Wikimedia Cloud Services team/EnhancementProposals/Toolforge on bare metal
We want to make Toolforge more scalable and sustainable to better meet current and future needs of tool developers by providing a higher level of availability and reliability through well-defined SLOs, shared operational practices and incident response with SRE, and presence in multiple data centers. One idea to support this is to move Toolforge to the production infrastructure.
Proof-of-concept
This move would be complex and involves a lot of unknown risk. We would want to start by first creating a proof-of-concept to try to untangle some of the expected complexities and prove out some of the riskier elements so that we have a much better understanding of how much time and effort a true migration would take, and whether the potential benefits are worth the investment.
Key questions to answer:
- How much effort would it take to host Toolforge outside of the Cloud VPS infrastructure?
- Which tools would be easy to migrate? Which tools would be hard to migrate?

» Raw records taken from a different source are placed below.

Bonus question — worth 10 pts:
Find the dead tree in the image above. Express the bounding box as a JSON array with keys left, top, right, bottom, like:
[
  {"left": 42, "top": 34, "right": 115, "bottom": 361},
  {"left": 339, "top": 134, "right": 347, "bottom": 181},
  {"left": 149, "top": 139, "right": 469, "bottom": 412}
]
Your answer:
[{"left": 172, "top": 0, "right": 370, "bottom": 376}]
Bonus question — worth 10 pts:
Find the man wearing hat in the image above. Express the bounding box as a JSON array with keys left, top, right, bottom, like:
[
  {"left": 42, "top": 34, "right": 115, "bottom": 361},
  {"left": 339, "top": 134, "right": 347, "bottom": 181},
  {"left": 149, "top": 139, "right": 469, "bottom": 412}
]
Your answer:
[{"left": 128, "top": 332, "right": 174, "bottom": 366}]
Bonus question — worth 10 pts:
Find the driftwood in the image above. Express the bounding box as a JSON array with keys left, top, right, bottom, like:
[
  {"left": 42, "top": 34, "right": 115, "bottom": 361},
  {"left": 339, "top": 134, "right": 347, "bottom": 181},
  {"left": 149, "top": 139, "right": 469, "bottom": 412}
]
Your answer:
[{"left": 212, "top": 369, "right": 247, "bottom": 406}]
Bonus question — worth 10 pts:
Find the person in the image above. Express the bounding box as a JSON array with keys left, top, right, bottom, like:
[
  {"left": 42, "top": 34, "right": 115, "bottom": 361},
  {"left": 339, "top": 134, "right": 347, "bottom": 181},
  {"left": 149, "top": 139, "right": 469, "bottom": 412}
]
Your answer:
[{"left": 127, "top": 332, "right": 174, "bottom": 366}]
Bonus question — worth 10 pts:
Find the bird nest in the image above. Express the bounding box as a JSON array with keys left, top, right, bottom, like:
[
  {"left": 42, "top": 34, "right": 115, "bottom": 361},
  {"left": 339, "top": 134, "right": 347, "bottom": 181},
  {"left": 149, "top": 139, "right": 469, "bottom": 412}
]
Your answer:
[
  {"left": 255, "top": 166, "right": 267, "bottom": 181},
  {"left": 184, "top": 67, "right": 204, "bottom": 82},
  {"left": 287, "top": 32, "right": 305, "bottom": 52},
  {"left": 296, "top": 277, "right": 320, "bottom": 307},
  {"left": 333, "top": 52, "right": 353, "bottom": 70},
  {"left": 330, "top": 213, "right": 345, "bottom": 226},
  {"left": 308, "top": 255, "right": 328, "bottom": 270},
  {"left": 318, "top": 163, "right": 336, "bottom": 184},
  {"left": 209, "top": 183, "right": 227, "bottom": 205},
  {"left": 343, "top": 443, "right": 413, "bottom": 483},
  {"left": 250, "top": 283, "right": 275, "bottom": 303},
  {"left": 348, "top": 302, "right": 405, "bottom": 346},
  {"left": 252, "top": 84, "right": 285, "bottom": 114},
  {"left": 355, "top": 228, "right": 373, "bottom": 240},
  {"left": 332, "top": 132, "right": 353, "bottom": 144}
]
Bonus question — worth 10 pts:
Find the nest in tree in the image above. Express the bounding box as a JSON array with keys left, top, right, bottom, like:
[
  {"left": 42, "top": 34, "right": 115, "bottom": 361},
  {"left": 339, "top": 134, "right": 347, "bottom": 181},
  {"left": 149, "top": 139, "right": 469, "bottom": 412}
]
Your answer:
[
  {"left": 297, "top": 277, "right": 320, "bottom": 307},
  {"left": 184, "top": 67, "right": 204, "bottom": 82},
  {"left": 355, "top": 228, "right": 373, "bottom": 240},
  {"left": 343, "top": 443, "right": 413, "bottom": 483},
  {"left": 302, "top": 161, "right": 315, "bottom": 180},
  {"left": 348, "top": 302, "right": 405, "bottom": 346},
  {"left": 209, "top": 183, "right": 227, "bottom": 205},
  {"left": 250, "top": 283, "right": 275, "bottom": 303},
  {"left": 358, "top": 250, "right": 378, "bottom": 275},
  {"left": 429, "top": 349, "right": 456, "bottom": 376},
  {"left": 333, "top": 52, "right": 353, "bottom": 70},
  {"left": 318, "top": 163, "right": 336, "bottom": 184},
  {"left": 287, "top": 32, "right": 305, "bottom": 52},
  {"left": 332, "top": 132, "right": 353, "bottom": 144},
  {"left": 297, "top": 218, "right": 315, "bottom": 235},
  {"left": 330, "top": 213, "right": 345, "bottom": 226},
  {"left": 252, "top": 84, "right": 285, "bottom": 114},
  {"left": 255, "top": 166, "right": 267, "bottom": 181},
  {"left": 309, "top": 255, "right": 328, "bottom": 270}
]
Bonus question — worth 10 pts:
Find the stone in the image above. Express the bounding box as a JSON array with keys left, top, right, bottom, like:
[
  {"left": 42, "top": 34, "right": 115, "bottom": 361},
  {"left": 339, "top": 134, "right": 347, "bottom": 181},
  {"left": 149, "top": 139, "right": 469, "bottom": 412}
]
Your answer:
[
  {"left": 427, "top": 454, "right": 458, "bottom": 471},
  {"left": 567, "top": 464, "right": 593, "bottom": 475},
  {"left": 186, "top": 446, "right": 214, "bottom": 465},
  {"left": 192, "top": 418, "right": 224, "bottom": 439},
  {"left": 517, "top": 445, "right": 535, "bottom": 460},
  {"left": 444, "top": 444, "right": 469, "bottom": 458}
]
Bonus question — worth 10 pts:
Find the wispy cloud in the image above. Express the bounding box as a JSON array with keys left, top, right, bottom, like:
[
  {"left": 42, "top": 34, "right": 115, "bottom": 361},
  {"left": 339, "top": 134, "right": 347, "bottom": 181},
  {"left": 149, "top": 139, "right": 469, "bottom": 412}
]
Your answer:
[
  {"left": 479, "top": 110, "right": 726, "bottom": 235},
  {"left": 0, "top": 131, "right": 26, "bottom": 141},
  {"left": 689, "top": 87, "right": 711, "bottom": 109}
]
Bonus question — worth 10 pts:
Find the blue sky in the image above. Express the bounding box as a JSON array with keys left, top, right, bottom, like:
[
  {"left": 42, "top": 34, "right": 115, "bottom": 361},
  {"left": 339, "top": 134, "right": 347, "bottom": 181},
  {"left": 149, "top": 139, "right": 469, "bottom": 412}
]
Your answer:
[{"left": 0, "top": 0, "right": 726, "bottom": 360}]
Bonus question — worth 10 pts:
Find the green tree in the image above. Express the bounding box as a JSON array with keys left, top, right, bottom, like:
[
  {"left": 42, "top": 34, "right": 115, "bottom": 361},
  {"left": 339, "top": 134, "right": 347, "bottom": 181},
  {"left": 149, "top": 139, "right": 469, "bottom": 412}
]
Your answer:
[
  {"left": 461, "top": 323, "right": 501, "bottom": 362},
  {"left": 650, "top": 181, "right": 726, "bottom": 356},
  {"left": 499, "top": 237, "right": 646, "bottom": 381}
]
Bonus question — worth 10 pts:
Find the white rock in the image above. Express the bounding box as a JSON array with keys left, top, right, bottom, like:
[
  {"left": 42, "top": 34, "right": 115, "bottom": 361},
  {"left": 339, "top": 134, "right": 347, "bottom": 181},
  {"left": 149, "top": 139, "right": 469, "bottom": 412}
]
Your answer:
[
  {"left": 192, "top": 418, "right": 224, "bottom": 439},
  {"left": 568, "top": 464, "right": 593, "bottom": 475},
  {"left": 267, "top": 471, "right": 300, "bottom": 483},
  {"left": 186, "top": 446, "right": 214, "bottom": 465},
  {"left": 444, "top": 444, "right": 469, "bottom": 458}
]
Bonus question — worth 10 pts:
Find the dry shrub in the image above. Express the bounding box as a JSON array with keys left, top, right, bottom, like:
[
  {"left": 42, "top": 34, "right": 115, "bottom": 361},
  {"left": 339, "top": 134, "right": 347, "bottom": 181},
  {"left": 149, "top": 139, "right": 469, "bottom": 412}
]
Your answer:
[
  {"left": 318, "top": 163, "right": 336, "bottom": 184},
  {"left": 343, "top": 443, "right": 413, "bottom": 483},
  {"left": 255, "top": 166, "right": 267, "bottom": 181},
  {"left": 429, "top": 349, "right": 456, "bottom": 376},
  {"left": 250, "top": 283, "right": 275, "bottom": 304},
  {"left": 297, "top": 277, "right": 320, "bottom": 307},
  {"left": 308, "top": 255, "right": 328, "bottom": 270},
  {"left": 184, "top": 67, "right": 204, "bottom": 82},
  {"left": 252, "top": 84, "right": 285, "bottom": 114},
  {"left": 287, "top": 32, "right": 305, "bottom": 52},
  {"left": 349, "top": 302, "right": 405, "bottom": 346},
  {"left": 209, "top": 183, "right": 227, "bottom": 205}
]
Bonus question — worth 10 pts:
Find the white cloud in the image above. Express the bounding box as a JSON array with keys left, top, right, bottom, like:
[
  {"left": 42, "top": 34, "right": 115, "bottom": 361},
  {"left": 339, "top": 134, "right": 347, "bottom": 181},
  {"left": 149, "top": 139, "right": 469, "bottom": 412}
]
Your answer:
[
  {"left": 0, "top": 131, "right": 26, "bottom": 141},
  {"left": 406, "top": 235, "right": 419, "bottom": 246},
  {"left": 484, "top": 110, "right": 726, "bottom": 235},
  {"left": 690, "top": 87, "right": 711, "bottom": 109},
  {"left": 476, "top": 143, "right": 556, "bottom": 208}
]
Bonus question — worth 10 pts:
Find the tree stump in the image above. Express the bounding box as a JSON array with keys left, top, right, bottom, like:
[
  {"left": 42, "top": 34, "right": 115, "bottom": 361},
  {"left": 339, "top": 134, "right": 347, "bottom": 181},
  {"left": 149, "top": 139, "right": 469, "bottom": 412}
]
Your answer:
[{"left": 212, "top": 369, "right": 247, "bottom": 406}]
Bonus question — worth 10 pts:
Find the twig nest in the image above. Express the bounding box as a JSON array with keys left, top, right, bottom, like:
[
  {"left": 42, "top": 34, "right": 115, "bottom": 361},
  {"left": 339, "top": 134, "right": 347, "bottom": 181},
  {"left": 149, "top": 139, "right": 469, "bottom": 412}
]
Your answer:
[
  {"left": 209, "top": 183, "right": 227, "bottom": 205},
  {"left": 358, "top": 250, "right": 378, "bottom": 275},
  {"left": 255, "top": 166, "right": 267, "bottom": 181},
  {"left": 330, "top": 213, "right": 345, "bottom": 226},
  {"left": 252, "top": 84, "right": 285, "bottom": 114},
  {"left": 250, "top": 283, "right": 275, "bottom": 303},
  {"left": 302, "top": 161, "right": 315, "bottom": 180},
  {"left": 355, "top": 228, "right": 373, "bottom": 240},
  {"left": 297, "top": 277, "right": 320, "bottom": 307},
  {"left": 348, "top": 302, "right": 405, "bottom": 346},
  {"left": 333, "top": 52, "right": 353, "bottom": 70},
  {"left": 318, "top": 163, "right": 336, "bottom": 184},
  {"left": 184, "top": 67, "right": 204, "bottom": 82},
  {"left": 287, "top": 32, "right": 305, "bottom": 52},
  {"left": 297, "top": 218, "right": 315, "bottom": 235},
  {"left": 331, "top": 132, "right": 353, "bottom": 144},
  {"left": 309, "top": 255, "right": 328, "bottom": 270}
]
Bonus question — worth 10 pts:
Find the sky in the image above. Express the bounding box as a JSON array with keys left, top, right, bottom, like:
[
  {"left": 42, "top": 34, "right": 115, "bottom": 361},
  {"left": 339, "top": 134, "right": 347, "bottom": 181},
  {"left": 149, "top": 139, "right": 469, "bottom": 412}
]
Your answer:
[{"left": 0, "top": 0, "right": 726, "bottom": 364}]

- Will hosting on bare metal allow us to provide a higher level of availability and reliability?
- What will have to change operationally if Toolforge was on bare metal?
The intention is to have this work be represented as a hypothesis in the WMF FY25-26 Annual Plan under the WE6 objective. A draft text could be:
Hypothesis: If we create a proof of concept (POC) for running Toolforge on the production infrastructure (“bare metal”) and test migrating a subset of representative tools to the POC, we will better understand the limitations and challenges of hosting Toolforge outside of Cloud VPS, which will allow us to make a decision about whether to invest in a full migration.
This work is beginning to take shape in T407296.